Our 2-year-old daughter thrives on a good routine and after many weeks of trial and error earlier in her life, we finally had a good routine established. But, every once in a while, a wrench gets thrown into the routine. From the outside looking in maybe it looks normal, but for me I see change the instant guests arrive, daddy leaves, or any other shake-up happens. Change is good and necessary, but sometimes very hard to have kids adapt as easily as we adults do.
We recently had my husband’s parents come and help out a few days prior to the surgery. They were amazing with my daughters and helped out immensely, but the day they arrived a shift happened. My oldest daughter was so excited that her normal calm attitude changed to ‘jumping on the couch’ and other more-active-than-normal behaviour.
It was fun to see. She loves people and loves to entertain. But, after 3 or so days, the ‘new’ routine of being excited and ‘jumping on the couch’ was taking a toll on her and causing my happy girl to get a little grumpy.

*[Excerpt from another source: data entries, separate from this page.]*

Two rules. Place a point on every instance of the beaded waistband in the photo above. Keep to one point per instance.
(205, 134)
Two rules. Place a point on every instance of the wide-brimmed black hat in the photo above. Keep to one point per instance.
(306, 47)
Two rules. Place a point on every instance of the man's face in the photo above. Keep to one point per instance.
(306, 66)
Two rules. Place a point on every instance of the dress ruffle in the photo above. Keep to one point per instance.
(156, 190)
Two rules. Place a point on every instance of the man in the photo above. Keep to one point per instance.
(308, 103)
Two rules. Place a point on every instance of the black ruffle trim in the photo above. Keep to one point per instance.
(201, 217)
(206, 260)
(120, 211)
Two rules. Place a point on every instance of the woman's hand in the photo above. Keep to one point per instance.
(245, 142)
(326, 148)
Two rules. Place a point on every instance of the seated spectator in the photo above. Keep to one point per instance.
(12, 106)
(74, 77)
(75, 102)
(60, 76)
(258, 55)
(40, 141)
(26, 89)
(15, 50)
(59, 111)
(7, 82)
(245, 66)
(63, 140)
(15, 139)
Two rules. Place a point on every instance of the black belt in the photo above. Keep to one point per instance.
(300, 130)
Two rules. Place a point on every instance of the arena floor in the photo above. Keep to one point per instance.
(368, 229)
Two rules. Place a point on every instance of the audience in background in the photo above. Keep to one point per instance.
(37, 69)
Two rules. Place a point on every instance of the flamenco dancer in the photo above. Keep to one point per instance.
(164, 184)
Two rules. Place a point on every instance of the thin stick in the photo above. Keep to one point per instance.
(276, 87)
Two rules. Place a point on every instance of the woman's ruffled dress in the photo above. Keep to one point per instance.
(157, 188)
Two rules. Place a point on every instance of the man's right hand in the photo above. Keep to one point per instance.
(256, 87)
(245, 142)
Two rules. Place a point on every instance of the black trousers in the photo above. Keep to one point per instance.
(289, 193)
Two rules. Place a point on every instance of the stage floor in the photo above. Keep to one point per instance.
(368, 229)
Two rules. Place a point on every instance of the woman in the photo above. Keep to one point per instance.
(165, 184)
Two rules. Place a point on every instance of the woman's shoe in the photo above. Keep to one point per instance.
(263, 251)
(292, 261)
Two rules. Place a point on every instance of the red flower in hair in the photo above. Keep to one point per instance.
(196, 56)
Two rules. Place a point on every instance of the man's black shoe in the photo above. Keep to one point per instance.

By day 4 she really started to struggle with adjusting, but I could see she was finally starting to calm down back to the old normal.
Then came more adjustments.
After the first few days with the parents, my husband went to the hospital. After about a week, the parents went back home. Then, alone with my two daughters, we made visiting my husband in the hospital a priority of every day. Imagine the chaos so many changes, especially in a short period of time, can cause to a well-established routine.
With all the sleep disturbances and added stress it was hard on me to find the perfect schedule for us again.
Finally, after a few days the transition period was over and we were in a good rhythm again. We were able to spend good time together and get things done that needed to be done. The kids were sleeping (almost) all through the night and we were all happy, but I was lonely. I missed my husband, companion, and support system. I was ready for him to return home, but that did mean one more modification to the schedule.
I was ready for the disturbance and tried to prepare as best I could. I didn’t want my husband to have no sleep or to be jumped on with fresh surgical scars that were still healing. We were lucky enough to be able to ease into the actual normal by having day passes for my husband to come home. It was only a few hours, and maybe half of it was driving but it was worth it to be able to get back on track.
I don’t know what I would do without my routine. Some people may think this is all unnecessary to place our children into a routine so young, but it has major benefits in our lives.
The stress it would give me of having no predictable nap times (I love nap time) and messes I don’t have time to clean would make me feel overwhelmed. I have so much on my mind already that I forget major things because I can’t predict the minor things. Without my routine the predictable becomes unknown and the good girl I know and love becomes a still cute but naughty version.
But when things do get into a routine it takes the guess-work out of the day. It can help everything run smoothly and seamlessly. I feel happy knowing I can get things done and am able to play with my daughter while maintaining all other aspects of my home and life. Truly it helps me feel more fulfilled knowing I got something needed done like organizing or cleaning.
Not only does a routine help with my stress it also helps with planning. I love being on time so I need the day to go as smoothly as it can. By knowing what most days look like (in normal circumstances) I can predict when the best time for appointments is and when both my kids will be happy and awake.
One of the things that is the most important to me is that my kids have the right amount of sleep. Sleep helps them grow and learn. Sleep helps them avoid being grumpy. Sleep helps them get much needed rejuvenation. Sleep makes them happy. With changes or ‘wrenches’, it’s sometimes quite difficult to keep that the same, but it truly is what keeps you sane too. As parents we need that quiet time in the evening or during nap time to do things such as relaxing and blogging (of course). And when this mommy does not get her sleep everything is thrown into the wind.
Routines are truly critical for toddlers. And I know we can’t always control the changes or ‘wrenches’, but we must remember we control how we deal with them. We adapt and try to help our children adapt to the things around them too. It’s hard on our normal routine, but we can do it. We can create a schedule where our children can thrive and grow in the best ways.